Para las comunidades aldeanas
dependientes de los bosques, éstos significan algo completamente
distinto. La gestión abusiva y destructiva ha degradado los bosques
y afectado muchísimo a los pobres del campo. Para estas personas
los bosques representan valores culturales. La mayoría de las comunidades
que viven fuera de las densamente pobladas islas de Java, Bali y
Madura practican una combinación de agricultura comercial y de susbsistencia
con arroz, otros cultivos anuales y cultivos forestales. También
recoletan diversos productos del bosque como ratán, miel, resinas,
hierbas, frutos, pescado y animales silvestres para fines comerciales
y domésticos. En Sumatra y Kalimantán unos siete millones de personas
dependen para su sustento de sus huertos de caucho, que abarcan
una superficie total de 2,5 millones de hectáreas. En Sumatra, las
comunidades locales manejan por lo menos cuatro millones de hectáreas
de bosque usando varias prácticas de agrosilvicultura que combinan
la gestión del bosque natural y huertos frutales, sin apoyo externo.
Las comunidades de los
bosques tienen una comprensión profunda del manejo tradicional de
los bosques, heredada de sus ancestros. Este manejo tradicional
de los bosques fue reconocido específicamente en la Constitución
Nacional de 1945.
Como la mayoría de los
pueblos de los bosques no tienen certificados de propiedad escritos,
el Estado bajo el presidente Suharto ignoró los derechos de los
indígenas y ejerció su control sobre las vastas y rentables tierras
boscosas.

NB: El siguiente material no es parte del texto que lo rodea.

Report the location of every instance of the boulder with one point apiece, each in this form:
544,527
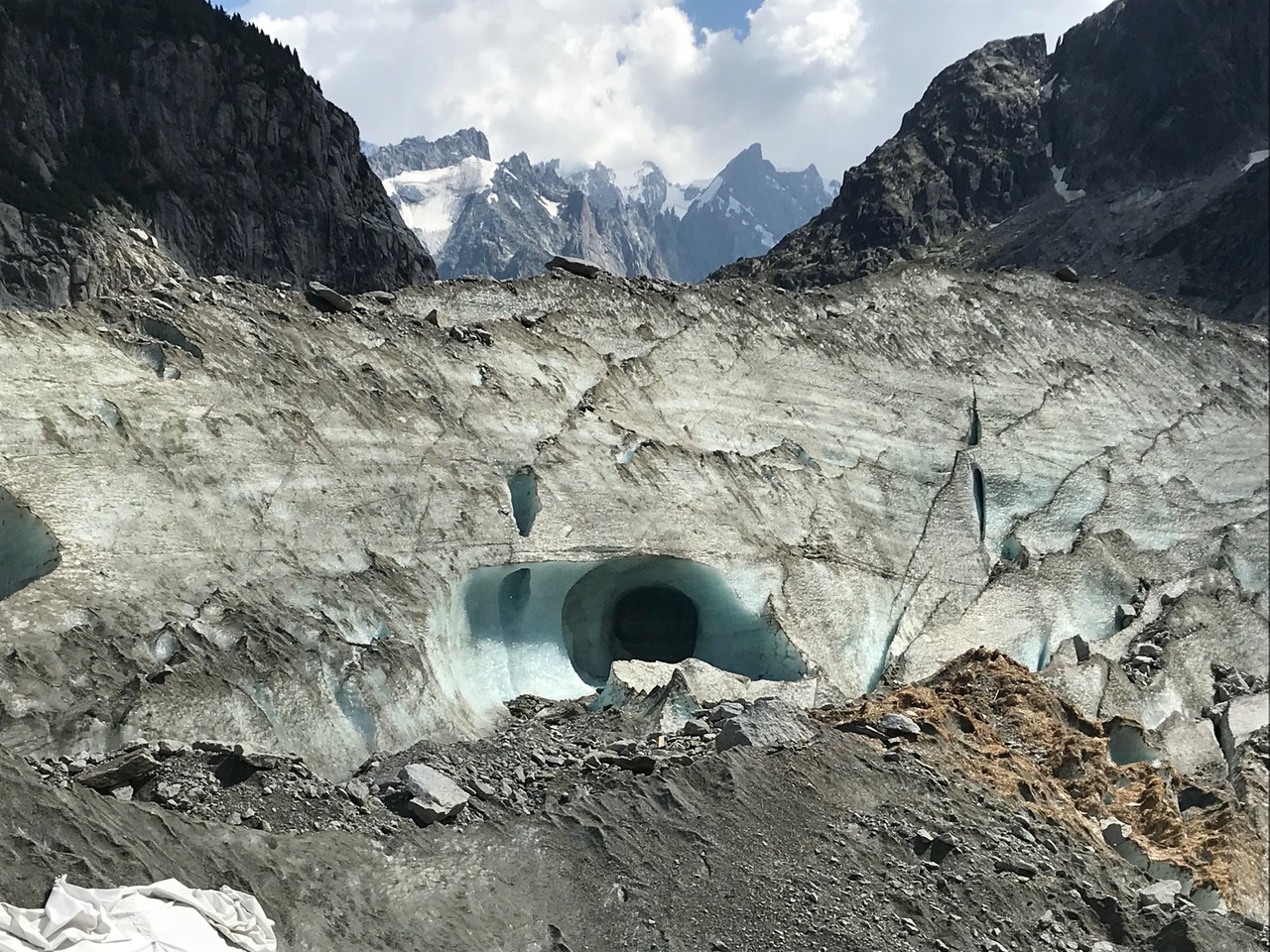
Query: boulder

El “Nuevo Orden” de Suharto incluía un plan de desarrollo
cuyo motor era el madereo de los bosques del país. El Estado reclamó
más del 90% del total de las tierras boscosas fuera de Java. Este
llamado “bosque estatal” se designó sin el debido proceso ni indemnizaciones
adecuadas a las comunidades locales. Bosques maduros manejados en
forma sustentable por comunidades indígenas a lo largo de generaciones
y ricos en flora y fauna fueron explotados por su madera y convertidos
en vastas plantaciones de árboles exóticos de crecimiento rápido.

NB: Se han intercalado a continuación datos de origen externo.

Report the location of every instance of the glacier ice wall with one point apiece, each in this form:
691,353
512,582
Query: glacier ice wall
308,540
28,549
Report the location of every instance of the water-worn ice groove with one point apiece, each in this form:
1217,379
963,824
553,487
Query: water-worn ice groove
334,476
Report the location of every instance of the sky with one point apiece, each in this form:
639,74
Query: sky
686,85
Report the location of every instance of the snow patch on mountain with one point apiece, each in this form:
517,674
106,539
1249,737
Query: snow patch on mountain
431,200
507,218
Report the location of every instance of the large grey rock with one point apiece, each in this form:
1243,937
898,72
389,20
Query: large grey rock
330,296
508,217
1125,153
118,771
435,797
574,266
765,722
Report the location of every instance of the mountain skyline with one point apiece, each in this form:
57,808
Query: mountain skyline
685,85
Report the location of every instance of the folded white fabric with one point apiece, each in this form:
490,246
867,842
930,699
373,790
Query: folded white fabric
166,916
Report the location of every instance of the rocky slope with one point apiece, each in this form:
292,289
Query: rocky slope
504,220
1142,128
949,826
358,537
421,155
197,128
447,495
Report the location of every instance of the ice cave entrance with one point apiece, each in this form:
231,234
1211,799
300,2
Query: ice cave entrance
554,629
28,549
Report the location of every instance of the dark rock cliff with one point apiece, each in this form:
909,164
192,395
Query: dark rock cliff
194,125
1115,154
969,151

La expansión y el desarrollo
de las industrias procesadoras de madera ocurrieron con tal rapidez
que excedieron la capacidad de los bosques de producción y las plantaciones.
El resultado fue que los madereros se internaron más profundamente
en los bosques, cortando en zonas protegidas así como en bosques
estatales todavía reclamados por las comunidades indígenas. El Banco
Mundial, que más recientemente ha hecho críticas al madereo ilegal
impulsado por el desarrollo excesivo de la industria de la celulosa,
es parcialmente responsable del problema. En los años 1980, el Banco
Mundial era una de las agencias que promovían la expansión de la
industria de la celulosa y el papel. En 1984, por ejemplo, el Banco
financió un estudio realizado por la consultora forestal finlandesa
Jaakko Pöyry destinado a “fortalecer la estructura de la industria
indonesia de la pulpa y el papel”.
Según una investigación
de la ONG indonesia WALHI, por lo menos 72% de los bosques del país
han sido destruidos. En un comunicado de prensa de 2004 WALHI señaló
que la tasa de deforestación en Indonesia había alcanzado 3,8 millones
de hectáreas por año, la mayor tasa de pérdida de bosques del mundo.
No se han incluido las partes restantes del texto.